November 16: Maria Aloni

The Semantics and Philosophy Workshop is pleased to welcome Maria Aloni (University of Amsterdam) for a specially-scheduled session.

DATE: Wednesday, November 16, 2011
TIME: 12-1:30pm
PLACE: Wiedboldt 130

‘Modal inferences in marked indefinites’ (joint work with Angelika Port)

Uses of unmarked indefinites like English a boy can give rise to a large number of pragmatic effects. For example, when told that you may invite a boy, you normally conclude that every boy is a permissible option (free choice inference), or, on the specific reading of the sentence, that there is a specific boy you may invite, but the speaker doesn’t know which one (ignorance inference). Many languages have developed marked indefinite forms (often with a restricted distribution) where these modal inferences are no longer pragmatic effects, but have been fully integrated in the conventional meaning of the expression. Free choice indefinites exemplify cases where the free choice inference has been conventionalized (Dayal 1998, Giannakidou 2001, Men ́endez-Benito 2010, Chierchia 2010, among others). Epistemic indefinites, also known as modal or referentially vague indefinites, exemplify cases where the ignorance inference has been conventionalized (Jayez & Tovena 2006, Alonso-Ovalle & Men ́endez-Benito 2010, Giannakidou & Quer 2011).

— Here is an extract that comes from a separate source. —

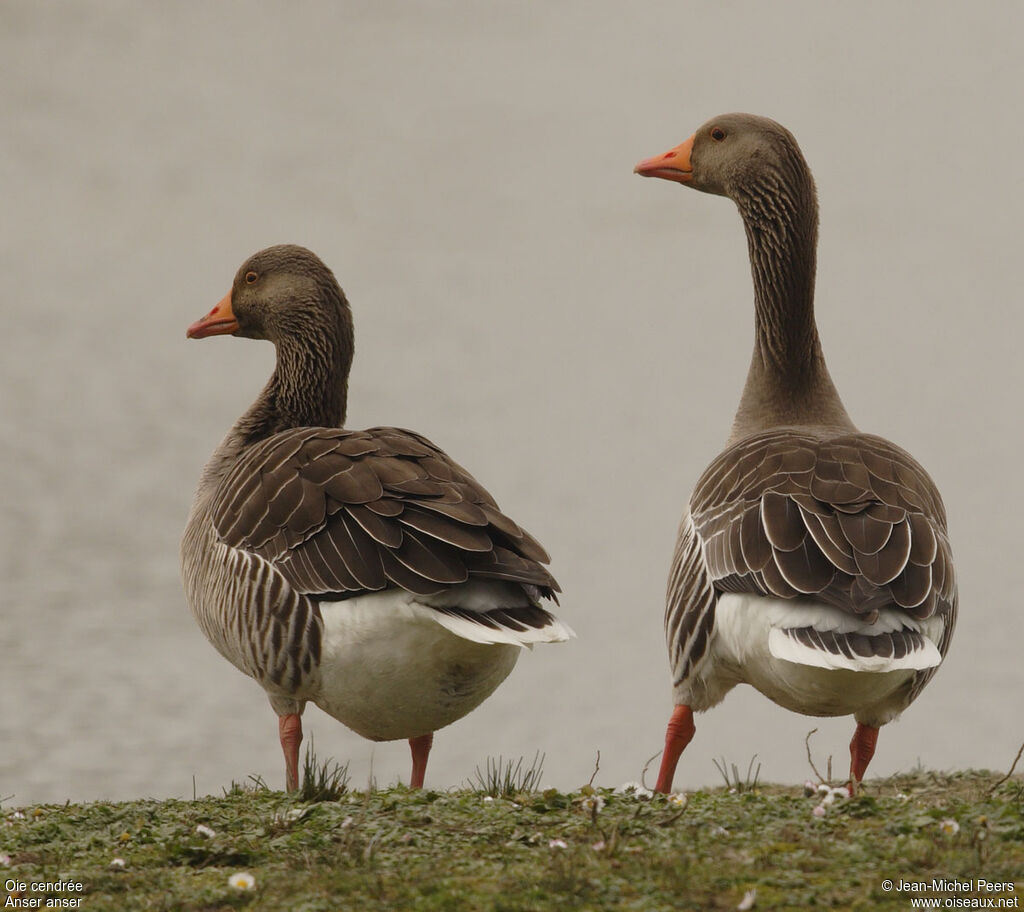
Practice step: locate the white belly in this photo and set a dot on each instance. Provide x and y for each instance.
(743, 626)
(389, 670)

In this talk we will focus on two marked indefinite determiners: Italian un qualche (Zamparelli 2007) and German irgendein (Haspelmath 1997, Kratzer & Shimoyama 2002). In the first part of the talk we will identify a number of functions (context-meaning pairs) for marked indefinites, and discuss the distribution of these two items with respect to these functions (Aloni & Port 2011). The most striking aspect of the observed distribution is the different behavior of the two indefinites under epistemic and under deontic modals. Under epistemic modals both indefinites are licensed and give rise to an ignorance inference; under deontic modals only German irgendein is licensed and gives rise to a free choice inference. In the second part of the talk we will give a formal account of these facts in the framework of a Dynamic Semantics with Conceptual Covers (Aloni 2001).